However, Rewiring the Nation, as explained by Albanese’s campaign team, would largely constitute investment into Australia’s networks of poles and wires. Dr Bruce Mountain, one of the authors of the new VEPC report, told Energy-Storage.news that government intervention is still needed in the energy sector, but may be better directed elsewhere.

“We started work on this about three months ago, before we knew what the outcome [of the election] would be and we did it as a way to figure out what we thought the main focus of the future government should be,” Mountain said.

VEPC is part of Victoria University in Melbourne, conducting research and analysis on regional and national energy policies, with a core background in economics.

“We felt that Labour was likely to win, and they’d promised this A$20 billion corporation, ostensibly focused on building poles and wires for the new wind and solar farms that that are planned. We felt that that was not the right priority for the Commonwealth governments, because the states are already well and truly on to this.”

State governments in Australia are responsible for supplying electricity and have programmes and policies in place to support extensions to the transmission network.

Rather than the Commonwealth Government putting money and efforts into transmission, Mountain and his colleagues at VEPC felt that electricity storage was instead a “missing ingredient” of the energy transition on which Albanese and co could have maximum impact.

A community, or neighbourhood, battery installation in Western Australia. Image: Western Power.

Labor was elected partly on the promise of reducing greenhouse gas emissions by 43% compared to 2005 levels by 2030. The Australian Energy Market Operator (AEMO) meanwhile has estimated that by 2050, about 59GW of energy storage will be needed to integrate 204GW of variable renewable energy (VRE), equivalent to about 29% of output.

Battery storage has become a viable economic opportunity in Australia, with frequency control ancillary services (FCAS) perhaps the easiest to tap of revenue streams. However, leaving it to the market alone to decide won’t prioritise the kind of drastic emissions reductions the country needs, according to Mountain.

“We aren’t going to decarbonise just by providing FCAS, we have to decarbonise by storing electricity, and that’s an energy arbitrage economic proposition, moving electricity from the day into the evening.”

Emissions reduction has become a bipartisan effort, with state and Commonwealth government ministers alike pushing for it.
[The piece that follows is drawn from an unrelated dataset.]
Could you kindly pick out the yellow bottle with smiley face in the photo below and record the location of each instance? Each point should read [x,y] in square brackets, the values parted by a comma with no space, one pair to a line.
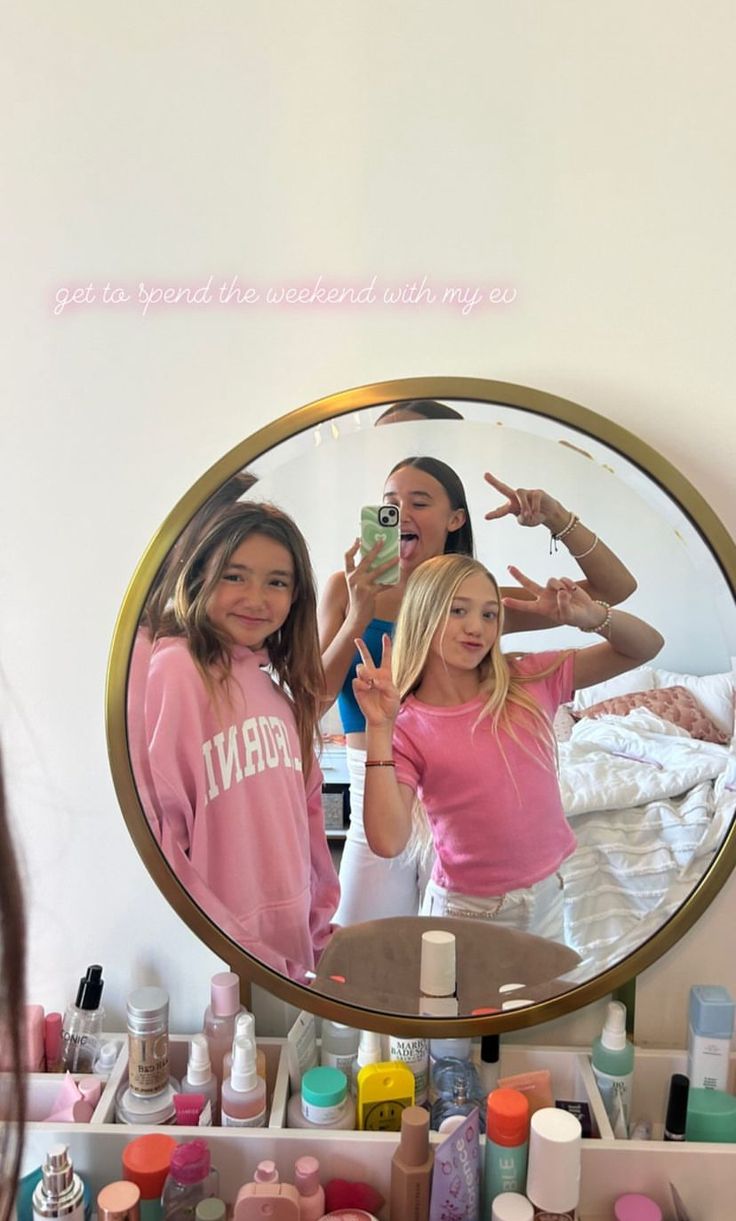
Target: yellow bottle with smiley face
[385,1090]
“But none of them are willing to price emissions in the electricity market. Once you have a policy to reduce, but you’re not willing to reflect that in the prices in the market, there is no alternative but to intervene,” he said.

“This is entirely justifiable as a emission reduction policy. In the same way that the RET ultimately became, although it didn’t start out as one, it did alter, and it served a role. So, this will improve the economics of storage. You can liken it to, for example, putting a A$50 to A$100 tonne of carbon price on coal.”

Bruce Mountain is keen to point out that the report largely represents a thought exercise at this point, with details, regulatory and policy framework and implementation of any target to be determined if the politicians bite and decide to adopt one.

Mountain suggested however that all types of energy storage – not just batteries – should be eligible for a REST programme, which could be paid out per kilowatt of storage installed and connected to the grid.

Despite it being a call for government intervention, VEPC asserted in the report and in Mountain’s interview with this site that there should be ample opportunity for free market activity for energy storage assets that benefit from it.

“My thinking is that this REST should be set at a level that’s likely to recover about 15% of the cost of the storage device. The rest of the income should be raised in the market, whether it’s the provision of very short-term services, as is currently the main role of batteries in the market, or whether it’s arbitrage or network support or a combination of those, they’ll need to gather that income from the market itself,” Mountain said.